Jeff Bloodworth is a professor of political history in the School of Public Service & Global Affairs at Gannon University (Erie, PA). A high school dropout reared in the Deep South and Ozarks, he took a circuitous path to academia.
As a political historian, he studies the history of contemporary American liberalism. He also teaches genocide studies. He has published widely on the travails of the liberal project, the history of humanitarian intervention, and the American foreign policy impulse abroad. He is currently midway through a biography of Speaker Carl Albert, who presided as Majority Leader during the Great Society and Civil Rights era and as Speaker during Watergate. Heartland Liberal is under contract with the University of Oklahoma Press.
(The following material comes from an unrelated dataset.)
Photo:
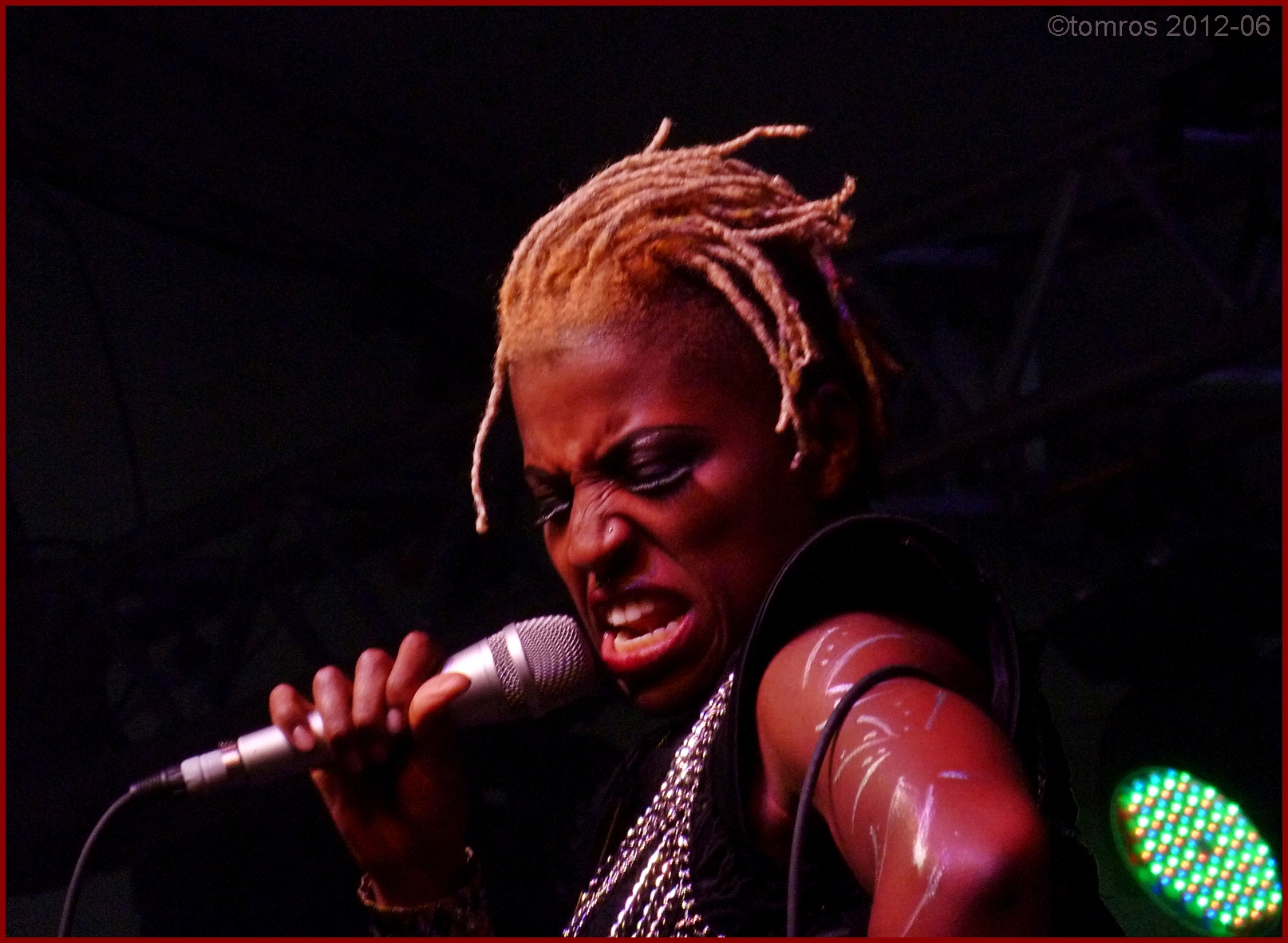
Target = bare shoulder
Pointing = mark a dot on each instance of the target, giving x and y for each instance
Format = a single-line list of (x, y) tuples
[(924, 794), (809, 675)]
In addition to his academic articles and books, his public-facing work has appeared in The Washington Post, Un-Herd, Liberal Patriot, Cleveland Plain Dealer, Wisconsin Magazine of History, Tikkun, The Free Press, St. Louis Post-Dispatch, & Philadelphia Inquirer. In his public-facing work, he writes about class, rural America, and American politics.
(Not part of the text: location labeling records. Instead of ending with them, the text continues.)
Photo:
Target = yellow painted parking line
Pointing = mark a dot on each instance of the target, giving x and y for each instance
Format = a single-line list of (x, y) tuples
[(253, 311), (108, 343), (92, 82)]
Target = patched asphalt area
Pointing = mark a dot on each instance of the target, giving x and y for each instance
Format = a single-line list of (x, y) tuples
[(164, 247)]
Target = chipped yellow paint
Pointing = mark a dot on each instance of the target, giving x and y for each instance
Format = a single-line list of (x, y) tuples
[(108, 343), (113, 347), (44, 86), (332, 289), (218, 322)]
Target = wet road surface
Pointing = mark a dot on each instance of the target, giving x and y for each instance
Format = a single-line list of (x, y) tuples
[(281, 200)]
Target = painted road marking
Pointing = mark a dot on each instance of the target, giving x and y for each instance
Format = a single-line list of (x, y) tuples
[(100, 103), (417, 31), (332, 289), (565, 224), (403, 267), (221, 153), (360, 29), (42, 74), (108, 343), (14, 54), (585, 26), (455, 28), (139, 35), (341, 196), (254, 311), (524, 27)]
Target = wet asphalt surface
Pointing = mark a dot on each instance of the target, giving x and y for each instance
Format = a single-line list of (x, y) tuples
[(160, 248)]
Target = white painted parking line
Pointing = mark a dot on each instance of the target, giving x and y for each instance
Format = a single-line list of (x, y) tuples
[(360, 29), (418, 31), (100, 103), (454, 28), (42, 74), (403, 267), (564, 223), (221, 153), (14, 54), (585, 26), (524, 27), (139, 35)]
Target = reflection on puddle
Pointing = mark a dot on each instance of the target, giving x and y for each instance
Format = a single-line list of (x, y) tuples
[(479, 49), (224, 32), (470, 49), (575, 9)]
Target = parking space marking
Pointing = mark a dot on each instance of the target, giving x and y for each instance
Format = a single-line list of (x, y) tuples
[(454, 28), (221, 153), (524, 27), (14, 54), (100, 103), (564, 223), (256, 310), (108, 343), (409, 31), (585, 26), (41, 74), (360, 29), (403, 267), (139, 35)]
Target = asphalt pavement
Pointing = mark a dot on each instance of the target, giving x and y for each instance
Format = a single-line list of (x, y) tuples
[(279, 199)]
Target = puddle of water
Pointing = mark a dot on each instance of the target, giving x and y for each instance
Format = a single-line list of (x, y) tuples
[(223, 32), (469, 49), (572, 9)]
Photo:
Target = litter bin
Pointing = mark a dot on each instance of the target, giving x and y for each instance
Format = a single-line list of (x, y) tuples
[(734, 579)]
Class matters. We all understand that a child's exposure to educational opportunity, intensive parenting, and a nurturing environment plays a decisive role in their life trajectories. But a well intentioned impulse in academia to emphasize gender and race has pushed class, as a unit of analysis, out of the scholarly conversation. This talk will emphasize the necessity of understanding class in our scholarship, teaching, and retention efforts. This is not a zero sum game. Race and gender are important. But class matters.